Squares Circles Labyrinths Review

Andrew Clements, The Guardian, 2010

In the 25 years he has taught composition at Birmingham University, Vic Hoyland has also organised a number of memorable performances of some of the classics of postwar serialism. Hoyland retires in the summer, and to mark his departure, he and his colleague and fellow composer Jonty Harrison organised one last spectacular, presenting two of the iconic works of the 1960s, Stockhausen's Carré and Berio's Laborintus II. The evening was a remarkable achievement for what were almost entirely student performers. It was a three-part affair, with two celebrated renaissance choral works, Allegri's Miserere and Tallis's 40-part motet Spem in Alium, providing something completely different.

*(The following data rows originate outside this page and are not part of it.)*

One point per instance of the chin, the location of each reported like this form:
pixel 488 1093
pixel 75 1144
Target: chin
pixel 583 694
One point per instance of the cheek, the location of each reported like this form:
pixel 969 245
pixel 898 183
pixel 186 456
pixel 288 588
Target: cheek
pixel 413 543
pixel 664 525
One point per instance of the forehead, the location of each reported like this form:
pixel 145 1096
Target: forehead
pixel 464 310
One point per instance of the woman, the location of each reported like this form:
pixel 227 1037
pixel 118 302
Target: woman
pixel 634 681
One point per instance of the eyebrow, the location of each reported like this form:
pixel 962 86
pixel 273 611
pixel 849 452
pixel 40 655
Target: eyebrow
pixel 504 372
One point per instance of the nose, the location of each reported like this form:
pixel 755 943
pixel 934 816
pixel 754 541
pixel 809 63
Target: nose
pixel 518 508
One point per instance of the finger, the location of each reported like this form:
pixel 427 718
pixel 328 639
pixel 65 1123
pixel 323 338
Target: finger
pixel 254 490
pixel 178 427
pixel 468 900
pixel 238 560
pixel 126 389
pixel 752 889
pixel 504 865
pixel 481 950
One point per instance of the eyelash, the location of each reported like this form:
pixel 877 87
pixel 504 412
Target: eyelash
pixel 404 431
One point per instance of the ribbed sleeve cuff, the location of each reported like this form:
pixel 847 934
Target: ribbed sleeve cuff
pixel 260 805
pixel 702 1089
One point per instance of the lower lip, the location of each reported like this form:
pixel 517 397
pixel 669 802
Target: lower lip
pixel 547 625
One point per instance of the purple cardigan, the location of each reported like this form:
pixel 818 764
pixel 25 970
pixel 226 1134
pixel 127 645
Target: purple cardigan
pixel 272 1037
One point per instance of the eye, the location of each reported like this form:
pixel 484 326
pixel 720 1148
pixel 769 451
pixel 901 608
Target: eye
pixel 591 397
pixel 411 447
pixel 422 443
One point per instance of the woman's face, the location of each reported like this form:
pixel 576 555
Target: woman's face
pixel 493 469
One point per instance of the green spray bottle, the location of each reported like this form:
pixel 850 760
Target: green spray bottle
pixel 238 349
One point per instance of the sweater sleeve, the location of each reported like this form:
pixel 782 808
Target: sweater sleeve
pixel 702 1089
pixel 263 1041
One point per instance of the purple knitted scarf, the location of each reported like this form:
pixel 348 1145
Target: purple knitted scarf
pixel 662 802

Or perhaps not so different, for both Allegri and Tallis make use of spatial and echo effects, and Carré is one of Stockhausen's most radical spatial experiments, dispersing four ensembles of voices and instruments, each with its own conductor, to the sides of the performing space - here, a cavernous former Methodist hall - and volleying sounds between them. Monumental and textural, its moments of grandeur still carry a wonderful dramatic charge.
Hoyland and Harrison were two of the conductors, together with Lee Differ and Scott Wilson, while Harrison took charge in the Berio, and Hoyland directed the staging. With its densely allusive text by Edoardo Sanguineti, Laborintus II is a far more familiar work than Carré, though generally heard now as a suave concert piece. Here. Hoyland tried to get back to the piece's roots in 1960s theatre and dance, recreating the atmosphere and chaos of a happening. I'm not sure it elucidated what remains one of Berio's more refractory scores, but it was clearly very good fun.